(SZ) Der Mond hat's nicht leicht. Er muss dauernd die Erde umrunden und wenn er genau hinschaut, sieht er immer wieder, wie dumm die Menschen sind. Anders als die wenigen Menschen, die mal die Erde aus dem All gesehen haben, hält der Mond den sogenannten blauen Planeten auch nicht für übermäßig majestätisch. Wenn man Millionen um Millionen Jahre von der Gravitationskraft der Erde in einer Umlaufbahn gehalten wird, kann man die Mondschnauze schon mal voll haben. Die Erde hält den Mond sozusagen in Leibeigenschaft. Der Mond würde mal gern mit Phobos und Deimos, den Kollegen, die um den Mars kreisen, Party machen.

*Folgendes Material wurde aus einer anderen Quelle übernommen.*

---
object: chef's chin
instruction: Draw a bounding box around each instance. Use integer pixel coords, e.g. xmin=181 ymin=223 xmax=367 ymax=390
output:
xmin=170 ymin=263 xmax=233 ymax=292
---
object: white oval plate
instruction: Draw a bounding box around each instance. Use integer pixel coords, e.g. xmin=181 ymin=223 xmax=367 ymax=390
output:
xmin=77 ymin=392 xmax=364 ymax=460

Oder, wenn der Mond mal richtig lange Urlaub von der Erde hätte, könnte er die 82 Monde des Saturn besuchen. Vielleicht wäre da eine nette Mondin darunter, mit der man eine Familie gründen könnte. Aber nein, man ist an die Erde gekettet, mit ihren Wölfen, die einen anheulen, mit den blöden Meeren, denen man zu Ebbe und Flut verhelfen muss, und den noch blöderen Menschen, deren Menschsein darin Ausdruck findet, dass sie auf den Mond wollen.

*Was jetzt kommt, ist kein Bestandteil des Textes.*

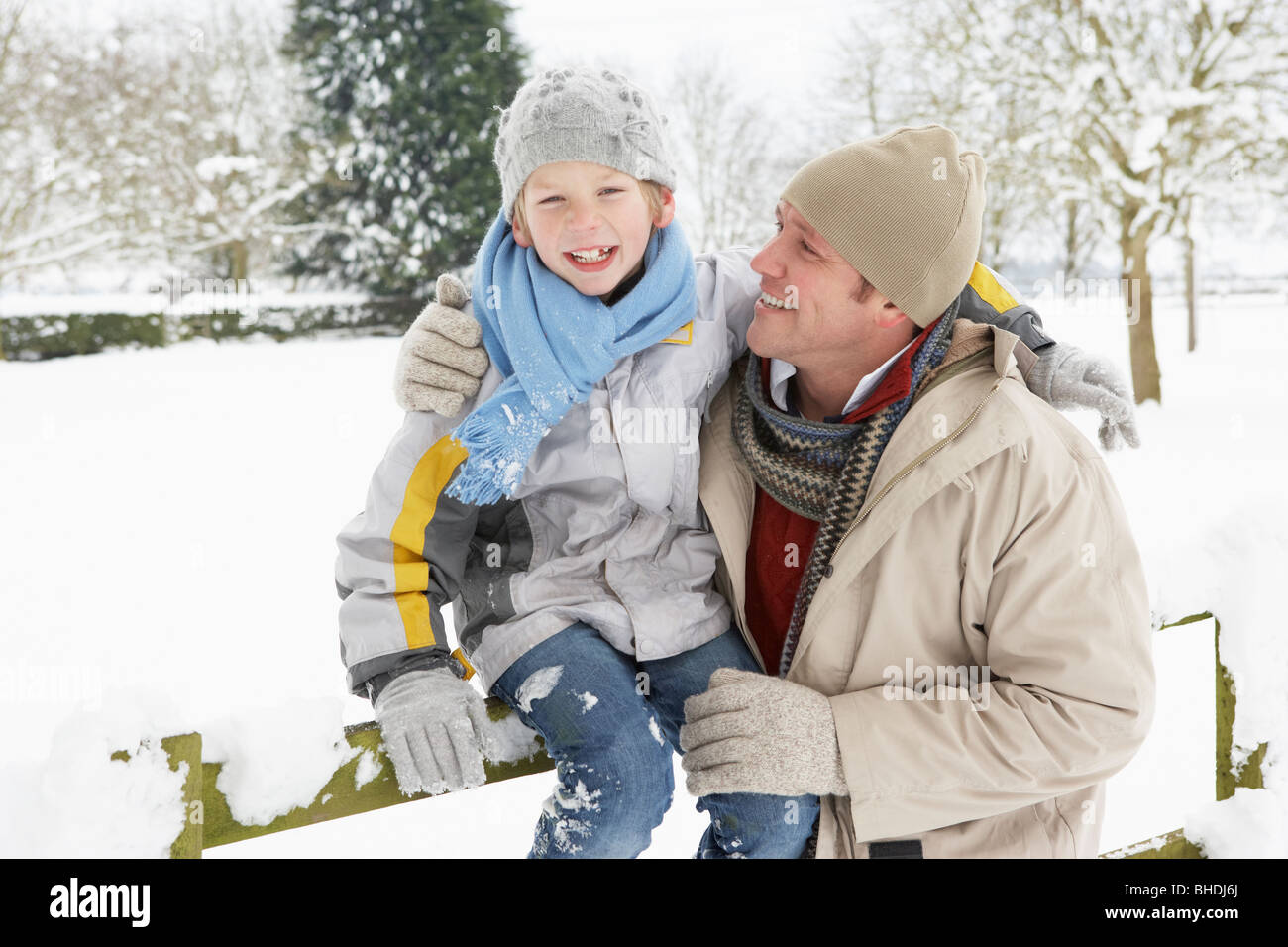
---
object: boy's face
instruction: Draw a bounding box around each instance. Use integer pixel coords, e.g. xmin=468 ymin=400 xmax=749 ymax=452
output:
xmin=514 ymin=161 xmax=675 ymax=297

Die blödesten Menschen, könnte der Mond denken, dächte er denn, leben in den USA. Nicht nur, dass sie Gerümpel auf dem Mond zurückgelassen haben nach dem Motto: ein gewaltiger Sprung für die Menschheit, ein Wertstoffhof für den Mond. Nein, jetzt wollen sie auch noch einen Atomreaktor auf dem Mond bauen, weil die Russen, die Chinesen und die Inder auch daran denken. Deswegen will Donald, der Trumpist, wieder einmal allen zeigen, dass er natürlich den größten bauen kann. Sein Verkehrsminister Sean Duffy, der vom Fernsehen kommt und auch Chef der Nasa ist, hat angekündigt, bis 2030 wolle man so einen Reaktor auf dem Mond haben. Der soll für die Amerikanisierung des Mondes die nötige Energie liefern. (In Deutschland waren und sind die Verkehrsminister, vor allem die von der CSU, nicht für den Mond zuständig. Da hat der Mond noch mal Glück gehabt.)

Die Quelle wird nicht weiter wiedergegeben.